Elasticsearch 為什麼快：Inverted Index、BM25、HNSW 與實戰索引設計

日期：2026-04-22 情境： 在一套鑑識分析平台中，需要對數百萬筆訊息、通話、帳號、位置做即時全文檢索 + 語意相似搜尋。本文整理底層演算法 + 5 個 index 的設計取捨。

TL;DR

Elasticsearch 快的根本原因是 Lucene 的 inverted index（每個 token → posting list）+ 跳躍指標 (skip lists) 讓 boolean 查詢退化成 set 交集，配合 BM25 評分公式做相關性排序。向量檢索則靠 HNSW (Hierarchical Navigable Small World) 圖把暴力 O(n) 比對降到 O(log n)。

實戰設計：把不同性質資料拆成多 index（共用 all_content 統一檢索欄位）、寫入時關 refresh 開大 buffer、查詢時混搭 BM25 + KNN。

一、為什麼 Elasticsearch 對全文檢索很快

1.1 Inverted Index：從「文件 → 字」翻成「字 → 文件」

關聯式資料庫做全文檢索通常用 LIKE '%keyword%' 或 tsvector。LIKE 是 O(n) 全表掃描，tsvector 雖然有 GIN index 但設計目標是中小規模。

Lucene（Elasticsearch 底層）走完全相反的路：inverted index（倒排索引）。

文件 1: "張三今天去了台北"
文件 2: "李四今天在台中"

正向索引（傳統）：
  文件 1 → ["張三", "今天", "去", "台北"]
  文件 2 → ["李四", "今天", "在", "台中"]

倒排索引（Lucene）：
  "張三" → [1]
  "李四" → [2]
  "今天" → [1, 2]
  "台北" → [1]
  "台中" → [2]

查詢「今天 AND 台北」就變成 set 交集 [1,2] ∩ [1] = [1]，不需要掃任何原始文件。每個 token 的 posting list 在 Lucene 內部用 FST (Finite State Transducer) 壓縮，在 disk 上順序讀取友善。

1.2 Skip List：百萬級 posting list 也能 O(log n) 跳躍

如果 “今天” 出現在 100 萬份文件裡、”台北” 出現在 10 萬份，AND 還是要逐一比對。
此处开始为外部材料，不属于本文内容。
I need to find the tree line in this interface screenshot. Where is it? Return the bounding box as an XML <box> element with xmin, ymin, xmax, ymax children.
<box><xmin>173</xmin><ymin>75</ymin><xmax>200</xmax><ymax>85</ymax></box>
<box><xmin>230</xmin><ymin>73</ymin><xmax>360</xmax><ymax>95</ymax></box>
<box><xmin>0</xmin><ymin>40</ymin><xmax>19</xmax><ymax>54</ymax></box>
Lucene 在 posting list 上維護 multi-level skip pointer：

posting list: [1, 5, 9, 12, 18, 25, 33, 41, 50, ...]
skip pointer (每 8 個一階):     [1,           18,            50, ...]
skip pointer (每 64 個一階): [1, ........................... 50, ...]

要找 doc=33 不用走 1→5→9→12→18→25→33 七步，直接從 skip pointer 跳到 18 再走 25→33 三步。AND 兩個 list 時，從稀疏端開始用 skip 往稠密端「找下一個 ≥ 當前」的位置 — 平均 O((m+n) log(N/m)) 而不是 O(N)。

1.3 Analyzer：寫入時就斷好詞

PUT /messages
{
  "settings": {
    "analysis": {
      "analyzer": {
        "default": { "type": "standard" }
      }
    }
  }
}

Standard analyzer 會把「張三今天去了台北」轉成 tokens ["張", "三", "今", "天", "去", "了", "台", "北"]（CJK 預設按字切）。中文常用 icu_analyzer 或 smartcn 改善斷詞，但對「人名搜尋」場景反而單字索引更不會漏。

實戰上鑑識資料有大量人名 / 帳號 / 別名，「按字索引 + match 搜尋」比「斷詞 + match_phrase」漏看少。

二、BM25：相關性怎麼算

ES 預設用 BM25（Best Matching 25）打分，公式：

score(q, d) = Σ IDF(qi) · (f(qi, d) · (k1 + 1))
                          / (f(qi, d) + k1 · (1 - b + b · |d|/avgdl))

各項含義：

f(qi, d)：term frequency — qi 在文件 d 出現幾次
|d|：文件 d 的長度
avgdl：所有文件平均長度
IDF(qi) = log((N - n + 0.5) / (n + 0.5) + 1) — 出現越少的字權重越高
k1 = 1.2：term frequency 飽和點（一個詞出現 1 次和 100 次的差距會收斂）
b = 0.75：文件長度懲罰（長文件被適度扣分，避免 term 多就贏）

直覺理解：

「李四」（罕見字）出現一次 > 「的」（常見字）出現一次
短訊息「李四詐騙集團」 > 萬字長文中夾一句「…李四…」
同一 term 第 50 次出現的貢獻幾乎等於第 5 次（k1 飽和）

vs 老一代的 TF-IDF：BM25 加了 saturation 和 length normalization，避免 term 多就無腦贏。

三、實戰：5 個 index 的設計

該鑑識分析平台拆成 5 個 index 而不是塞一個大 index，每個對應一種解析後的資料：

Index	主資料	shards/replicas	保留期	特殊欄位
`messages`	聊天訊息	3/1	365 天	`embedding` (dense_vector 1024-dim), `body` (text)
`accounts`	使用者帳號	1/1	永久	`account_meta.username/displayName`
`calls`	通話紀錄	2/1	365 天	`call_meta.direction/duration/status`
`locations`	位置點	2/1	365 天	`location` (geo_point)
`conversations`	聊天室	1/1	永久	`conversation_meta.name/messageCount`

3.1 為什麼拆而不合？

Shard 設計獨立：訊息資料量大用 3 shards，帳號小用 1 shard。一個 index 多 shards 適合大資料量平行查詢，但 shard 越多 cluster state 越重 — 小 index 不需要。
Mapping 衝突避免：訊息的 body 是 text、帳號的 username 是 keyword，名稱類似但 type 不同 — 在同一 index 會吵起來。
保留期不同：訊息只存 365 天但帳號要永久 — 用 ILM (Index Lifecycle Management) 個別套政策。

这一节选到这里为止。